His body would not be found until the spring of following year, with the location of his fallen teammates a mystery as they were never found. The 172-page diary, which also contained the cartographical information which proved that Peary Land was a peninsula, was added to the collection at the Royal Library in Copenhagen, where it was found to contain a rather curious mystery. On the last page, beneath Brønlund’s last entry and signature, was found an anomalous “adhered black spot” appearing as a smeared splotch or smudge having a “fine fibrous and twined structure.” It was very mysterious, but for years there were no real efforts to figure out why that black spot was there, as it was thought that to do so would damage the priceless diary. One unnamed researcher who was very curious about it couldn’t stand it anymore, removing it with a pocket knife without permission in 1993 and sending it to the National Museum of Denmark for proper analysis.

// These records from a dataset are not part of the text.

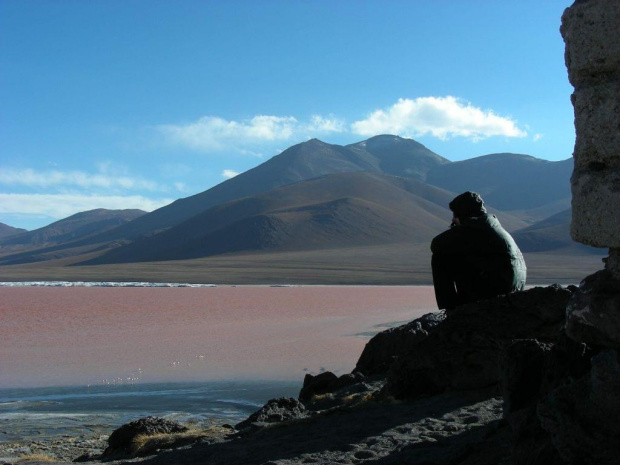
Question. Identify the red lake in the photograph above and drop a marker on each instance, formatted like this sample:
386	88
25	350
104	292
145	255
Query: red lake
52	336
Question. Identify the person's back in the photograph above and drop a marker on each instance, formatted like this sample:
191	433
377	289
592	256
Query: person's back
476	258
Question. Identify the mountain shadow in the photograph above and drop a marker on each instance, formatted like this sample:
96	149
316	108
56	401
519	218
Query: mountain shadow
508	181
340	210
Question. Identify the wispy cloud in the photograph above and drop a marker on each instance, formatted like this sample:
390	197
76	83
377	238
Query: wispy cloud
62	205
229	174
212	133
441	117
55	178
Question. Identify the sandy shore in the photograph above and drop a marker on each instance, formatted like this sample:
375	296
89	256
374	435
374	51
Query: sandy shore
434	430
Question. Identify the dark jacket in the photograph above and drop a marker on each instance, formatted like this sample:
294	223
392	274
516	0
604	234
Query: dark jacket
486	247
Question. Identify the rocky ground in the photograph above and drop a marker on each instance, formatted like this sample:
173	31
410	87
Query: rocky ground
493	382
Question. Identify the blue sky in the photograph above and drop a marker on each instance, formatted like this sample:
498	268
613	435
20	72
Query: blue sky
132	104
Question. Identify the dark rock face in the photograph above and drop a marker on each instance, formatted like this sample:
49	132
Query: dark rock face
464	351
582	416
381	351
530	371
325	383
275	411
120	441
593	313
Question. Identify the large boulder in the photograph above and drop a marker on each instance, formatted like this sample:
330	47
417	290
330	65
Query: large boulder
121	441
385	347
278	410
530	371
593	313
464	351
582	415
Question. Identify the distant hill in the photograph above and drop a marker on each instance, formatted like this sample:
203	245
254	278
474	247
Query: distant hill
78	226
508	181
399	157
314	196
339	210
298	163
8	231
550	234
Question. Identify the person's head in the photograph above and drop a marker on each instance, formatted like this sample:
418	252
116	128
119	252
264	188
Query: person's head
466	205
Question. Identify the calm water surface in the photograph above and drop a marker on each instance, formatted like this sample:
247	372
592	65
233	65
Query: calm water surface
93	336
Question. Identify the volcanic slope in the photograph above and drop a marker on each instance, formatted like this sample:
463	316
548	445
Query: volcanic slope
78	226
335	211
527	186
552	234
298	163
8	231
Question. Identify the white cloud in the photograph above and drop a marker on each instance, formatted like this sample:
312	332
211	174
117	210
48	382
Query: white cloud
62	205
180	186
441	117
55	178
229	174
322	125
211	133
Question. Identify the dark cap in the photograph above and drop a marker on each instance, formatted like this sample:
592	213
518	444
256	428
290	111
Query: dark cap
468	204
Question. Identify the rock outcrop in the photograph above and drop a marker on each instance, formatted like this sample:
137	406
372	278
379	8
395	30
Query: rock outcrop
277	410
464	351
121	441
590	31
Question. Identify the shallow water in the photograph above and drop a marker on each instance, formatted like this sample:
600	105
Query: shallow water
93	336
51	413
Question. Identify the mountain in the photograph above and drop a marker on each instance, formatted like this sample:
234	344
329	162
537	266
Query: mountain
509	181
298	163
78	226
552	233
339	210
315	196
8	231
399	157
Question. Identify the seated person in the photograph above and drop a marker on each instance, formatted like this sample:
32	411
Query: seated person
476	258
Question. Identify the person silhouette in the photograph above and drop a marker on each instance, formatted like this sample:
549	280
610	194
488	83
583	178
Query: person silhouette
476	258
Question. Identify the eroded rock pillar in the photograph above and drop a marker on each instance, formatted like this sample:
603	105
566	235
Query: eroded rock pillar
591	31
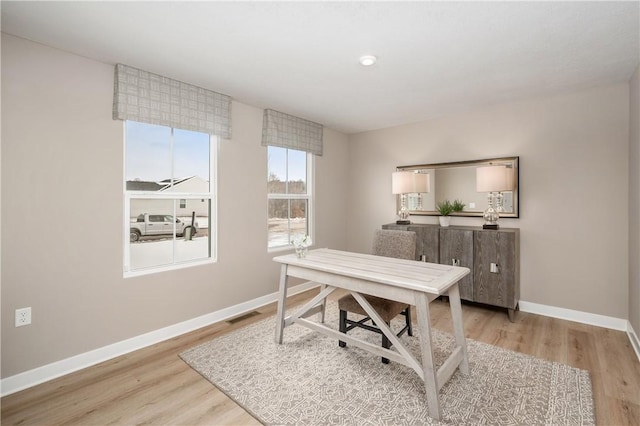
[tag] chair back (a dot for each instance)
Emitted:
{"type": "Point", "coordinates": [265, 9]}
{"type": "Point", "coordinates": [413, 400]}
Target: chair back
{"type": "Point", "coordinates": [395, 243]}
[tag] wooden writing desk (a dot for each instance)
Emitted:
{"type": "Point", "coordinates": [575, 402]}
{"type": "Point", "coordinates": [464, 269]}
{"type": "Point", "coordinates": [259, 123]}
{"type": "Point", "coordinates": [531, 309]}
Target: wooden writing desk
{"type": "Point", "coordinates": [408, 281]}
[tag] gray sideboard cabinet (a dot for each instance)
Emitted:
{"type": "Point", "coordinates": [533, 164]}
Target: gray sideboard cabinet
{"type": "Point", "coordinates": [493, 256]}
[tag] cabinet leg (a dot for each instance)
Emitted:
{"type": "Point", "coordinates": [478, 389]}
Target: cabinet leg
{"type": "Point", "coordinates": [512, 313]}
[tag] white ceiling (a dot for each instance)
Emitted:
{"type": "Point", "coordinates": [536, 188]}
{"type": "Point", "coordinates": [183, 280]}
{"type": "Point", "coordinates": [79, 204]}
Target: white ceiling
{"type": "Point", "coordinates": [302, 57]}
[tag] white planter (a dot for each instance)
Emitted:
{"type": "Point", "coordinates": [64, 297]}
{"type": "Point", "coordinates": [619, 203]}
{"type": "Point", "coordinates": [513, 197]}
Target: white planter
{"type": "Point", "coordinates": [444, 220]}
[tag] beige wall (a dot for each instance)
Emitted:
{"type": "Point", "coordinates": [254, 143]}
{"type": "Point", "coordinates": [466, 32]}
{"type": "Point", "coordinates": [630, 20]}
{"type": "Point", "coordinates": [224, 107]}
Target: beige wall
{"type": "Point", "coordinates": [634, 201]}
{"type": "Point", "coordinates": [573, 188]}
{"type": "Point", "coordinates": [60, 149]}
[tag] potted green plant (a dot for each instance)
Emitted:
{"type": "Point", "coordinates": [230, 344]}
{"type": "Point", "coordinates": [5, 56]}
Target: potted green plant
{"type": "Point", "coordinates": [445, 208]}
{"type": "Point", "coordinates": [457, 206]}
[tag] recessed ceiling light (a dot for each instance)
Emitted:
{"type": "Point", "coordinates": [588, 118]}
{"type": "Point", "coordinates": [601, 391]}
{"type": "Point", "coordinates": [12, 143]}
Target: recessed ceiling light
{"type": "Point", "coordinates": [368, 60]}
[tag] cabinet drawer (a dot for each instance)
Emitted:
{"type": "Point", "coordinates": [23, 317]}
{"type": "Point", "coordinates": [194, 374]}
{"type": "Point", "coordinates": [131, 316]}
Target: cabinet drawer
{"type": "Point", "coordinates": [496, 268]}
{"type": "Point", "coordinates": [428, 242]}
{"type": "Point", "coordinates": [456, 248]}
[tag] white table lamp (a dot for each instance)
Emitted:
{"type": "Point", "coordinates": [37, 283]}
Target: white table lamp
{"type": "Point", "coordinates": [404, 183]}
{"type": "Point", "coordinates": [494, 180]}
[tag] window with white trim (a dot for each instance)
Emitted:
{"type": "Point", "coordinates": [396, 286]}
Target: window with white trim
{"type": "Point", "coordinates": [289, 195]}
{"type": "Point", "coordinates": [170, 198]}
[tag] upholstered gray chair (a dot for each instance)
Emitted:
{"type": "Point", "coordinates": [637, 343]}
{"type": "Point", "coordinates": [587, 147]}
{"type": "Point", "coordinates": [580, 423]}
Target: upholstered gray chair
{"type": "Point", "coordinates": [389, 243]}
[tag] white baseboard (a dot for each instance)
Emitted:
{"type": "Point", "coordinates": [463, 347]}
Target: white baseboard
{"type": "Point", "coordinates": [57, 369]}
{"type": "Point", "coordinates": [577, 316]}
{"type": "Point", "coordinates": [633, 337]}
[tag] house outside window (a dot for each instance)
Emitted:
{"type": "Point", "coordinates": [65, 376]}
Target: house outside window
{"type": "Point", "coordinates": [289, 195]}
{"type": "Point", "coordinates": [170, 200]}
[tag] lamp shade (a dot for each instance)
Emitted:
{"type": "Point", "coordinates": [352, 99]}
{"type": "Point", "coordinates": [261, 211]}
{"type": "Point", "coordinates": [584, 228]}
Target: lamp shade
{"type": "Point", "coordinates": [409, 183]}
{"type": "Point", "coordinates": [494, 179]}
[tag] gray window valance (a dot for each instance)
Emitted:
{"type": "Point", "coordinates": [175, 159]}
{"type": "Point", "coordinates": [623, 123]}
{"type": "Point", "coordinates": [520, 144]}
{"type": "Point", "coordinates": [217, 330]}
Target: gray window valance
{"type": "Point", "coordinates": [151, 98]}
{"type": "Point", "coordinates": [287, 131]}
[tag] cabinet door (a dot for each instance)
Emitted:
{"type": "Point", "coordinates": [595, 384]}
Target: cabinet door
{"type": "Point", "coordinates": [427, 242]}
{"type": "Point", "coordinates": [497, 285]}
{"type": "Point", "coordinates": [456, 248]}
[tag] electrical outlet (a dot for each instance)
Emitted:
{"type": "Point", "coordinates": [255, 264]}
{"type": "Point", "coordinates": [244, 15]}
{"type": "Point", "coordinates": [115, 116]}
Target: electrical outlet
{"type": "Point", "coordinates": [23, 317]}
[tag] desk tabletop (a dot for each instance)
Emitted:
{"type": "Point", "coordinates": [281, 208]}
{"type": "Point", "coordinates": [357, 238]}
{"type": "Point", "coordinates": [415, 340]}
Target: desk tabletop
{"type": "Point", "coordinates": [410, 274]}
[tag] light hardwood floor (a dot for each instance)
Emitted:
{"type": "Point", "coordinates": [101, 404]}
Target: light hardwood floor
{"type": "Point", "coordinates": [153, 386]}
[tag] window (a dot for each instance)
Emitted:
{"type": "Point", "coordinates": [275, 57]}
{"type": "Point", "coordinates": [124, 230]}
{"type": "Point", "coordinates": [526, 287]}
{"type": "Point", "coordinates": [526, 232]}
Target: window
{"type": "Point", "coordinates": [289, 195]}
{"type": "Point", "coordinates": [170, 199]}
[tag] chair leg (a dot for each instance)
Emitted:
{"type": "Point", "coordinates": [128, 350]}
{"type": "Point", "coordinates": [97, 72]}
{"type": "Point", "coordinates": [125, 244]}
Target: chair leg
{"type": "Point", "coordinates": [343, 327]}
{"type": "Point", "coordinates": [385, 344]}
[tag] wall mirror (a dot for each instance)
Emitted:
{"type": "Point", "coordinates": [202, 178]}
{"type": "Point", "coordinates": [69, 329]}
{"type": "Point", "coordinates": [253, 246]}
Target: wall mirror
{"type": "Point", "coordinates": [457, 181]}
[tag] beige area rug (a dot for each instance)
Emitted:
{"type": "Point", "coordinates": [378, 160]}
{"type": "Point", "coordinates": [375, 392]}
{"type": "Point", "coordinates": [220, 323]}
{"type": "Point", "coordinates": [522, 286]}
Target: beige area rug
{"type": "Point", "coordinates": [309, 380]}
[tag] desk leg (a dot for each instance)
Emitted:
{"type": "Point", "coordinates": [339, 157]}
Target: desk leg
{"type": "Point", "coordinates": [282, 301]}
{"type": "Point", "coordinates": [428, 367]}
{"type": "Point", "coordinates": [458, 326]}
{"type": "Point", "coordinates": [324, 304]}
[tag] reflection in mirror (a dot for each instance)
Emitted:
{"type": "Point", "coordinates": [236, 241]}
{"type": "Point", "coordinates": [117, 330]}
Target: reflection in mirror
{"type": "Point", "coordinates": [457, 181]}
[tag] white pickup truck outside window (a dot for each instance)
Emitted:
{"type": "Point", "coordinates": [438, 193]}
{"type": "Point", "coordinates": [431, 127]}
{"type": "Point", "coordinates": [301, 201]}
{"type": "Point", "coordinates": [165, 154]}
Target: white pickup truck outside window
{"type": "Point", "coordinates": [169, 198]}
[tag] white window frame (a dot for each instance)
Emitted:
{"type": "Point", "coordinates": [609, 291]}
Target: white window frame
{"type": "Point", "coordinates": [212, 195]}
{"type": "Point", "coordinates": [310, 184]}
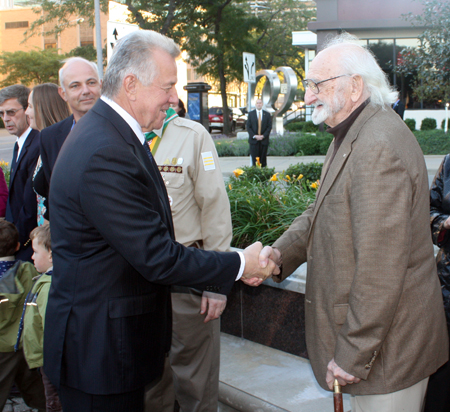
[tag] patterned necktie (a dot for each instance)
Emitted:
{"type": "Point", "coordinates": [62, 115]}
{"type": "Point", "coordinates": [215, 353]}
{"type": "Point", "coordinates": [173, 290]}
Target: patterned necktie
{"type": "Point", "coordinates": [259, 122]}
{"type": "Point", "coordinates": [14, 160]}
{"type": "Point", "coordinates": [147, 150]}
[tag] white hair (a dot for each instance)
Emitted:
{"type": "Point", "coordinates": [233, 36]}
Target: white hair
{"type": "Point", "coordinates": [68, 62]}
{"type": "Point", "coordinates": [357, 59]}
{"type": "Point", "coordinates": [133, 54]}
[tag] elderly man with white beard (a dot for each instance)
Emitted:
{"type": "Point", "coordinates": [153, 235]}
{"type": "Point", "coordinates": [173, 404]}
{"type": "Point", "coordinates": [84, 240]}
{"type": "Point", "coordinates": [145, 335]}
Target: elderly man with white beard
{"type": "Point", "coordinates": [374, 317]}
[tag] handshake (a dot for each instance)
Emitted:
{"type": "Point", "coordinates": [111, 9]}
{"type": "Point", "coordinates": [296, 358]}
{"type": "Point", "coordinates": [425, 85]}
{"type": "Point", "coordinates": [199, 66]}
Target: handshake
{"type": "Point", "coordinates": [260, 263]}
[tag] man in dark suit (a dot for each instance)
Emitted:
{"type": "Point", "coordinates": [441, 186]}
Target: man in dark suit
{"type": "Point", "coordinates": [108, 324]}
{"type": "Point", "coordinates": [21, 208]}
{"type": "Point", "coordinates": [399, 108]}
{"type": "Point", "coordinates": [259, 125]}
{"type": "Point", "coordinates": [80, 87]}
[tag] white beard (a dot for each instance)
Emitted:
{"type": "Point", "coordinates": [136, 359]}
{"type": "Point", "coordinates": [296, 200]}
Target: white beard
{"type": "Point", "coordinates": [327, 110]}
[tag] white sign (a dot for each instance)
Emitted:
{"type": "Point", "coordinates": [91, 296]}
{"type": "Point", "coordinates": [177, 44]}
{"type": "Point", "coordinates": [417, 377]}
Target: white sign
{"type": "Point", "coordinates": [249, 67]}
{"type": "Point", "coordinates": [115, 31]}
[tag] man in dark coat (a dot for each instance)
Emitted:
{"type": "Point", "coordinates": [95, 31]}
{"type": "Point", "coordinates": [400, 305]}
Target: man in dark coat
{"type": "Point", "coordinates": [108, 321]}
{"type": "Point", "coordinates": [259, 125]}
{"type": "Point", "coordinates": [21, 208]}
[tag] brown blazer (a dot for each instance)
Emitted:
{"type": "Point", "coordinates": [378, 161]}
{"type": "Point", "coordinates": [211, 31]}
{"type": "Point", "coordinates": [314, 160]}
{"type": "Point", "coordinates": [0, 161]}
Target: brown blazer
{"type": "Point", "coordinates": [373, 299]}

At the time, researchers were unable to discover the chemical makeup of the strange spot, leaving its mystery to linger for decades before another crack was taken at it. In 2018, researchers used more advanced techniques and high-powered machinery at CERN in Switzerland to analyze the tiny sample at an atomic level. They found that the spot was composed of carbon, and the minerals calcite, rutile and zincite, which were often used as fillers in rubber production, as well as traces of vegetable oil, animal fat, and fish or whale oil, petroleum and human fecal matter. The research team came to the conclusion that Brønlund has likely tried to concoct a fuel with anything he at hand, including his own feces, in order to light a kerosene stove or burner, which in his freezing state he had spilled as he tried to desperately light it with trembling hands in the absence of metabolized alcohol to preheat the burner, and probably failed. Rather impressively, there are no pages missing from the diary, suggesting that he refused to use the paper as kindling for a fire. One of the researchers would say of this:

I think the diary was something he knew other people would read, so he would preserve that by all means. Just think of it: He realized he would die very soon, and he really protected his diary and the information they had gathered. You could say that the acts of Brønlund meant the expedition was fulfilled in a way, because the information got back.

We will never know what happened to this intrepid explorer in his last hours. This is a secret that only he and the vast expanse of ice around him knows. Nor will we ever likely know what happened to his companions, their bodies never found and lost to the wilderness without any last burial or goodbye to their families. However, the seemingly solved mystery of the black spot on the diary gives us a peek into Brønlund’s frantic final hours upon this earth, lost and alone within that dank cave, his warmth ebbing, and it is a testament to the dangers these early explorers faced.